While the discloser may find it unexpected for the subject to be interacting with their prior employer in the manner described above and to discuss these interactions in weekly emails to the Organization's staff, such activities do not, however, raise concerns of a conflict of interest as defined in the Act.
Allegation of favourable treatment of a particular field of expertise
The second allegation set out in the Public Sector Integrity Commissioner's summary of the disclosure was that the subject appears to give favourable treatment to one topic, the subject's field of expertise, presumably over other areas of the Organization's work.
In support of this allegation, the discloser provided copies of publications from the subject's Twitter account, consisting of original tweets and retweets mostly relating to this topic. I note that the subject's Twitter account is not an official government account, though it mentions the subject's position as head of the Organization in the short bio and many posts are retweets from the Organization's official account and refer to the work of the Organization. The topic in question also features prominently in the sample of weekly emails to staff discussed above.
An interest in a topic such as a field of expertise or study is not financial in nature. Furthermore, no connection can be readily drawn between the interest identified by the discloser and any person's financial interests, nor is this interest unique to the subject or shared only with a narrow class of individuals. In light of this, it cannot be considered as a private interest for the purpose of the Act's prohibitions. The discloser's second allegation and the information provided in support of it, therefore, do not raise concerns of a contravention of the Act.
Information relating to the subject's outside activities
The summary provided by the Public Service Integrity Commissioner of the referred disclosure did not formulate an allegation in respect of outside activities. However, the accompanying materials provided by the discloser and forwarded along with the summary contained information in respect of activities of the subject that are unrelated to their public office.
Section 15 of the Act prohibits reporting public office holders from engaging in certain activities outside of the exercise of their public office, allowing exceptions under some conditions. Subsection 15(1) of the Act, which sets out the prohibition, reads as follows:
15. (1) No reporting public office holder shall, except as required in the exercise of his or her official powers, duties and functions,
(a) engage in employment or the practice of a profession;
(b) manage or operate a business or commercial activity;
(c) continue as, or become, a director or officer in a corporation or an organization;
(d) hold office in a union or professional association;
(e) serve as a paid consultant; or
(f) be an active partner in a partnership.

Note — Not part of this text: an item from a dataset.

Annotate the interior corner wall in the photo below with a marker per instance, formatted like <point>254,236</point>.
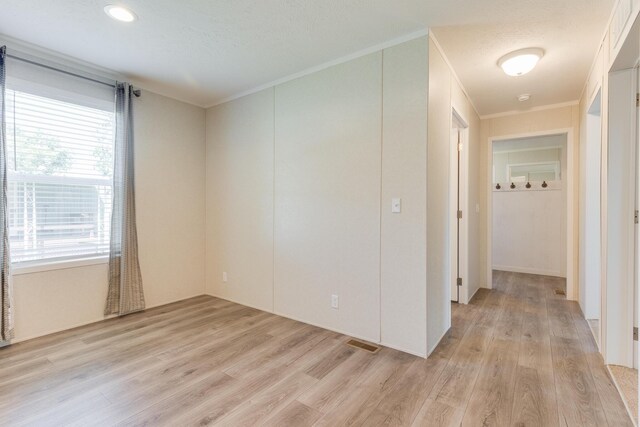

The activity referred to in the excerpt from the journal of an association listing the subject as a member of its executive body did indeed fall within the ambit of subsection 15(1) of the Act. However, this activity was disclosed by the subject in the context of their initial compliance process under the Act and dealt with appropriately in consultation with the Office. None of the remaining activities reviewed were found to place the subject in contravention of section 15 of the Act.
As a result, I have no concerns that a contravention may have occurred in relation to the subject's outside activities.
In light of the above, I have no reason to believe that the subject may have contravened the Act. Therefore, I will not initiate an examination under section 45 of the Act and consider the matter closed.